SPE uses the affinity of solutes dissolved or suspended in a liquid (known as the mobile phase) for a solid through which the sample is passed (known as the stationary phase) to separate a mixture into desired and undesired components. The result is that either the desired analytes of interest or undesired impurities in the sample are retained on the stationary phase. The portion that passes through the stationary phase is collected or discarded, depending on whether it contains the desired analytes or undesired impurities. If the portion retained on the stationary phase includes the desired analytes, they can then be removed from the stationary phase for collection in an additional step, in which the stationary phase is rinsed with an appropriate eluent.
The stationary phase comes in the form of a packed syringe-shaped cartridge, a 96 well plate or a 47- or 90-mm flat disk, which can be mounted on a commercially available extraction manifold. The manifold allows many samples to be processed simultaneously. A typical cartridge SPE manifold can accommodate up to 24 cartridges, while a typical disk SPE manifold can accommodate 6 disks. Most SPE manifolds are equipped with a vacuum port. Application of vacuum speeds up the extraction process by pulling the liquid sample through the stationary phase. The analytes are collected in sample tubes inside or below the manifold after they pass through the stationary phase.
Solid phase extraction cartridges and disks are available with a variety of stationary phases, each of which can separate analytes according to different chemical properties. Most stationary phases are based on silica that has been bonded to a specific functional group. Some of these functional groups include hydrocarbon chains of variable length (for reversed phase SPE), quaternary ammonium or amino groups (for anion exchange), and sulfonic acid or carboxyl groups (for cation exchange).

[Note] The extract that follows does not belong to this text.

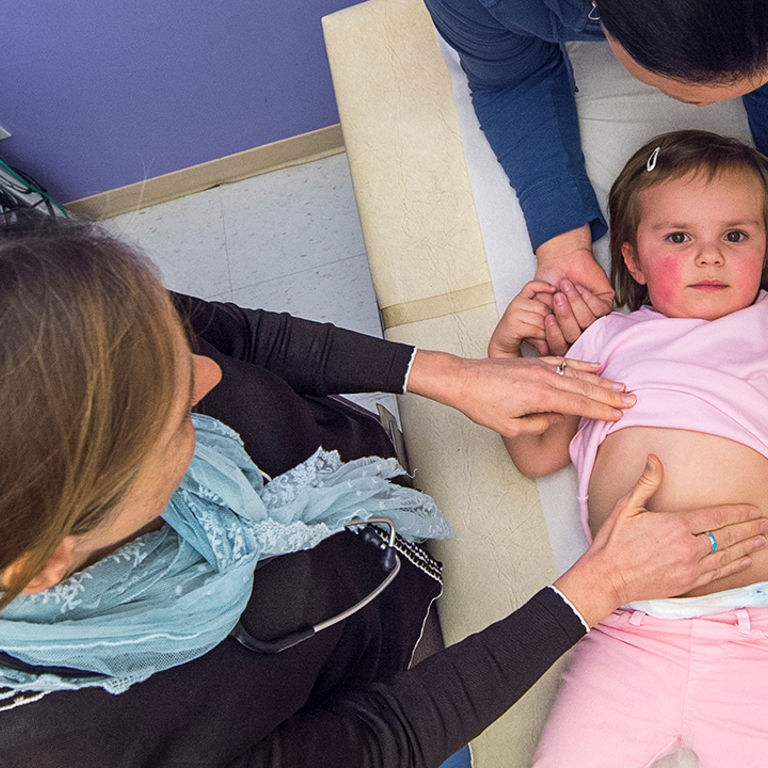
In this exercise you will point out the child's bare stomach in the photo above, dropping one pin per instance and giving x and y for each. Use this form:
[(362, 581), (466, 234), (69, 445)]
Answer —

A typical solid phase extraction involves four basic steps. First, the cartridge is equilibrated with a non-polar solvent or slightly polar, which wets the surface and penetrates the bonded phase. Then water, or buffer of the same composition as the sample, is typically washed through the column to wet the silica surface. The sample is then added to the cartridge. As the sample passes through the stationary phase, the analytes in the sample will interact and retain on the sorbent while the solvent, salts, and other impurities pass through the cartridge. After the sample is loaded, the cartridge is washed with buffer or solvent to remove further impurities. Then, the analyte is eluted with a non-polar solvent or a buffer of the appropriate pH.
A stationary phase of polar functionally bonded silicas with short carbons chains frequently makes up the solid phase. This stationary phase will adsorb polar molecules which can be collected with a more polar solvent.
A stationary phase of silicon with carbon chains is commonly used. Relying on mainly non-polar, hydrophobic interactions, only non-polar or very weakly polar compounds will adsorb to the surface.